Histology and immunohistochemistry

Immunohistochemistry staining for F4/80 (a global marker for murine macrophages) (AbD Serotec, Hercules, CA, USA), ki67 (GeneTex, Irvine, CA, USA) and PCNA (Abcam, Cambridge, MA, USA) was performed in formalin-fixed, paraffin-embedded liver sections according to the manufacturer’s instruction. TUNEL assay was performed as per manufacturer’s instructions (ApopTag Peroxidase In Situ Apoptosis Detection Kit, Millipore, Billerica, MA, USA). Sample slides were imaged at the UCSD Microscopy Core using the Hamamatsu NanoZoomer 2.0-HT.

Real-time PCR

Total RNA was isolated from liver tissue and analyzed as previously described.42 The sequences of the primers used for quantitative PCR are given in Supplementary Table 1.

Immunoblot analysis

Immunoblot analysis was performed as previously described.42 Anti-Bid (Cell Signaling, Boston, MA, USA) antibody was used in combination with appropriate peroxidase-conjugated secondary antibody. Protein load was verified with an actin antibody (dilution 1 : 10 000) (Santa Cruz, Dallas, TX, USA). Bands were visualized with the enhanced chemiluminescence reagent and digitized using a CCD camera (ChemiDoc, Bio-Rad, Hercules, CA, USA). Expression intensity was quantified by ImageLab (Bio-Rad).

Liver function tests

Serum values of alanine aminotransferase (ALT) were measured at the end of DEN exposure timelines (48 h, 9 months) according to the manufacturer's instruction (Infinity ALT, Thermo Scientific, Waltham, MA, USA).

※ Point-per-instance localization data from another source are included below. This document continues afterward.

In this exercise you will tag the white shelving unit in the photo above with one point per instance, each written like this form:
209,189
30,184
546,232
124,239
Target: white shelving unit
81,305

Unless stated otherwise, all other chemicals were purchased from Sigma-Aldrich.

Statistical analyses

Analyses were performed with Graph Pad (version 5.03; Graph Pad, Graph Pad Software Inc., La Jolla, CA, USA). The significance level was set at α=5% for all comparisons. If data or log transformation of data had approximately normal distributions, then the interaction or main effects were tested by ANOVA. Least squared means were used for group comparisons. If data deviated from the normal distribution, then non-parametric Mann–Whitney tests were used for group comparisons. Fisher’s exact test was applied to compare tumor incidences. Unless otherwise stated, data are expressed as mean±S.E.M. or as absolute number or percentage for categorical variables.